It was Wednesday of Holy Week and Jesus was a guest in the home of Simon the leper. While He was reclining at the table, a woman from the village silently walked in the room. Every eye was on her and the alabaster box she was carrying. The fragrance peeked through the box giving those around her a tease of the pure Nard that was inside. Suddenly, without warning, she broke the box and poured the perfume on Christ. The fragrance permeated the house. I imagine everyone closed their eyes and drank in the smell of this perfume with a slow, purposeful breath through their noses.

There was no undoing of this gesture. The box had been broken and all of the perfume purposefully poured out on Jesus. When others criticized her for her actions, Jesus said in Mark 14:8, “She has done what she could.” He accepted her offering and it was a sweet, savory smell to Him. No one else in the room had the will to do what she had done, though they all had the ability. We each have the ability to do great things for God, it’s having the will to do them that stops most of us.

Like the disciples and others in the room, we start adding up the cost of doing something for God and find all the reasons we can’t or shouldn’t do them. We allow our minds to tell us, “It’s not worth it. Your resources are better spent elsewhere.” All these excuses come in that keep us from being obedient. We also wonder what others might think if we do what God has called us to do. But not this lady. She didn’t care what the others thought, and neither did Jesus!

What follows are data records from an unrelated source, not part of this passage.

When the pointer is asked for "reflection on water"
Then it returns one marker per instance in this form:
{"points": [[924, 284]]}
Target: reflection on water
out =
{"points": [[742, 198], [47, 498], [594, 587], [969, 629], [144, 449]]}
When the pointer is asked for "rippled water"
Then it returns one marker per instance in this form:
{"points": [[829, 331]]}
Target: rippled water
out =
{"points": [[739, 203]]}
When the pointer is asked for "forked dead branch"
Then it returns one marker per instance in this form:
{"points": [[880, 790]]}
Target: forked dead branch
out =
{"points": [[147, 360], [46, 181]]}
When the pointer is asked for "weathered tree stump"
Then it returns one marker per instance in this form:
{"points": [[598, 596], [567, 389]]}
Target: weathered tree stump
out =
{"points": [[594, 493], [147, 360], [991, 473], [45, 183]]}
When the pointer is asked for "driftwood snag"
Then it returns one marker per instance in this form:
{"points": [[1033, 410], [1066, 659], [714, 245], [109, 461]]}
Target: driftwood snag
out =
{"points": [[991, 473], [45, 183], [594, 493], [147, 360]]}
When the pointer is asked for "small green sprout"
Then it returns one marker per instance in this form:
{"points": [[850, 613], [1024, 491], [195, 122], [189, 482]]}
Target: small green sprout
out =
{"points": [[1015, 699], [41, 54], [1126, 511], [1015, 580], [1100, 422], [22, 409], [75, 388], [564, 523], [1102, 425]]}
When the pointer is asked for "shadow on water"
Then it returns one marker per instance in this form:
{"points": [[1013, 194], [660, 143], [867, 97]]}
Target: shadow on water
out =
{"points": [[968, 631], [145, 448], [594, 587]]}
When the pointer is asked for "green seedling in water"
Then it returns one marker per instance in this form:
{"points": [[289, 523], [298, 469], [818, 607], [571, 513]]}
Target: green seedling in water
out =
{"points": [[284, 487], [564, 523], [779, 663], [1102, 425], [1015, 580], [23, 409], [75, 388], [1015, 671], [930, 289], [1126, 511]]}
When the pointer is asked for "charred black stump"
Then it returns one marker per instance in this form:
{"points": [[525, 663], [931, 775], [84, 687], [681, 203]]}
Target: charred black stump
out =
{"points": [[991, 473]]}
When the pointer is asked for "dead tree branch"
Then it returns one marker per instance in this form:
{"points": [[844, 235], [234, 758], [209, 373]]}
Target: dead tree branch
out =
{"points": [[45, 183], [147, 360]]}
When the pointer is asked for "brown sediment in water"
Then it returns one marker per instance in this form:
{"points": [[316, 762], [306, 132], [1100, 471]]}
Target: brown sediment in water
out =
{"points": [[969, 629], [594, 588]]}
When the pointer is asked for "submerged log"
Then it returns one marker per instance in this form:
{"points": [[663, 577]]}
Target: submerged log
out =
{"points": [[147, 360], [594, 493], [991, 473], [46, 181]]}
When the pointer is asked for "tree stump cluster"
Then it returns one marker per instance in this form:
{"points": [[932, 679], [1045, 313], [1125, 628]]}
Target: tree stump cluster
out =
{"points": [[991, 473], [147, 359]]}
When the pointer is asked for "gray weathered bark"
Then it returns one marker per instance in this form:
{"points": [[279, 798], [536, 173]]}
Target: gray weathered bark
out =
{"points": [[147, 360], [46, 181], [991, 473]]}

In fact, He said that wherever the Gospel would be preached, what she did will be told about. A single act of obedience has been told all over the world over a couple of thousand years. Why? Because she had the will, not just the ability. We wish we had her kind of will power to do something so extravagant, so costly for Christ. We all have the ability in us to do it. We just lack her will. We lack her recklessness.

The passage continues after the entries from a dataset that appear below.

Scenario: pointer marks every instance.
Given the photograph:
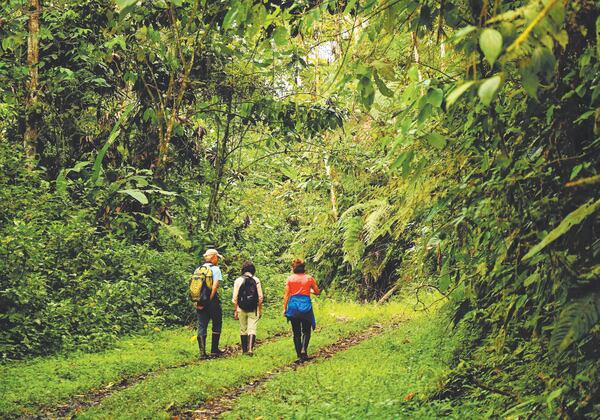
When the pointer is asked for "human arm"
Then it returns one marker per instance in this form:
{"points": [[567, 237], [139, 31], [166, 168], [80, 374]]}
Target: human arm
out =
{"points": [[217, 277], [286, 297], [314, 288], [260, 297], [236, 291]]}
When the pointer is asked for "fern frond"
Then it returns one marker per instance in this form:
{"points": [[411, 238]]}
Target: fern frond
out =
{"points": [[576, 321], [354, 246], [375, 225]]}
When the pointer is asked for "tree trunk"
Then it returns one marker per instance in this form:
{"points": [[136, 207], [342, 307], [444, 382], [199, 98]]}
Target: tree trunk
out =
{"points": [[33, 55], [220, 160], [331, 190], [416, 55]]}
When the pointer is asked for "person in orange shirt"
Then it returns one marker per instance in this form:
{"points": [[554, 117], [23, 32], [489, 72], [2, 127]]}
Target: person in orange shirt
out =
{"points": [[297, 306]]}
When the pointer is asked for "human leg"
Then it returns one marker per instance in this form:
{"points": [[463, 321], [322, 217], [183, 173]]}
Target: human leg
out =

I don’t know if she had doubts. I’m sure she did. She was probably even scared, but she didn’t let those things stop her. She knew once she broke the box, there was no turning back. Once she broke the box, she was committed. So she walked in and broke it immediately before doubt, the disciples or fear could stop her. She poured out this costly perfume on Jesus even though His own disciples criticized her. She wasn’t concerned about their approval. She was concerned about His.

What box have you been holding that has your precious gift in it? What’s keeping you from breaking it and using it for Christ? You have the ability to do what He called you to do. You have the strength to do it. It’s time to get the will to do it no matter what others say. If you are holding it back because of others, remember that it’s not their approval you seek. It’s His. Step out and break that box today. Let your story be told wherever the Gospel is preached.